We were so far removed from those youthful, child-free people who’d lived in Brighton and played the Dolphin Derby on the pier every weekend (probably while holding a pint of cider). We didn’t look the same, do the same things, or feel or think the same way.

  Now we lived in a family home in the countryside and spent time walking slowly while answering the many necessary questions of small children.

  ‘Why is that tree there? Why do I have to hurry up? Why can’t I run out in front of that fast-moving removal truck? Muuuuum. Mummmm. Answer me! It IS a sensible question, Mummy!’

  You know the sort of thing.

  Of course, things weren’t perfect. Not by a long chalk. Laya had diarrhoea at the school Christmas fair, for example, which was bad.

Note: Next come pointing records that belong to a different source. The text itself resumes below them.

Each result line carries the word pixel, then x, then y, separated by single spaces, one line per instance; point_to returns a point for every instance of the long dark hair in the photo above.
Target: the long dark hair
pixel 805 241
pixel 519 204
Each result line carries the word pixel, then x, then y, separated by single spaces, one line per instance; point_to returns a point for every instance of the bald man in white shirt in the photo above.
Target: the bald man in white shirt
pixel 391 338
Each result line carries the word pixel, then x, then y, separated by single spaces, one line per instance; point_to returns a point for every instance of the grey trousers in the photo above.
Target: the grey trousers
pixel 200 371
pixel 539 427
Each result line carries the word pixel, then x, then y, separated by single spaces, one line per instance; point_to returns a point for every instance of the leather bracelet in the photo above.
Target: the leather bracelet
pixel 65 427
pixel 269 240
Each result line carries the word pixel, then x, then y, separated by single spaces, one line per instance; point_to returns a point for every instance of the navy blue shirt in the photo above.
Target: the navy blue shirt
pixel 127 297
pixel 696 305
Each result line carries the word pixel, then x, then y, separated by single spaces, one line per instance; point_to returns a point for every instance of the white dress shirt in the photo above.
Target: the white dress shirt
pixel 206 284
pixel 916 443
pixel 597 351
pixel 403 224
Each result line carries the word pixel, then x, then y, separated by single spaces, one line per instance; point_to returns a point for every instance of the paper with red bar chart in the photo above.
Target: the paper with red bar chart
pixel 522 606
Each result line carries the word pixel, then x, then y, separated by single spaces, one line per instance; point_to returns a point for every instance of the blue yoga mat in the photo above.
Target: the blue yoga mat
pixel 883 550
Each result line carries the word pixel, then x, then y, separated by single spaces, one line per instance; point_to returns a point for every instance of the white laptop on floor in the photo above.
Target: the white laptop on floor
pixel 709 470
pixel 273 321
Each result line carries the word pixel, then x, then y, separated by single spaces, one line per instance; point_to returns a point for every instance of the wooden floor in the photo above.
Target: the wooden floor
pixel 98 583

  If you’ve never been to a school Christmas fair, I have one word for you: don’t.

  They are chaotic, sugar-fuelled events full of screaming, overexcited kids demanding parents buy second-hand 1980s board games (‘Build a Better Burger’ or ‘Perfection’, anyone?).

  Suffice it to say, it’s not easy to reach a toilet when you’re swimming in the choppy waters of sugar-fuelled children.

  But perfect is boring. In all the chaos and (sometimes literal) crap of parenthood, we enjoyed ourselves and embraced the family-friendly festive season.

  This Christmas, I was determined to do things properly.

  We had emerged from house renovations and newborn chaos, toddler chaos, more newborn chaos, more toddler chaos and now finally had time and energy to DO Christmas with a capital ‘D’ (and O, it turns out).

  We would have a high old festive time as a family and turn our home into a glittery, sparkly seasonal delight, complete with fresh holly from the local woods, handmade paper chains and cookies hung on the Christmas tree.

  The kids would love it. So would we.

  On Christmas Eve, Demi and I woke to the screams and hoots of two small children, leaping around the place.

  ‘It’s Christmas Eve, Laya!’

  ‘Christmas Eve, Lexi.’

  ‘Magico!’

  ‘Magico!’

  ‘What are we doing today, Mummy?’ Lexi asked. ‘It’s Christmas Eve. Magico!’

  It was indeed magico.

  Demi and I both had the day off. A day of family fun awaited us – and, better still, we were really looking forward to it.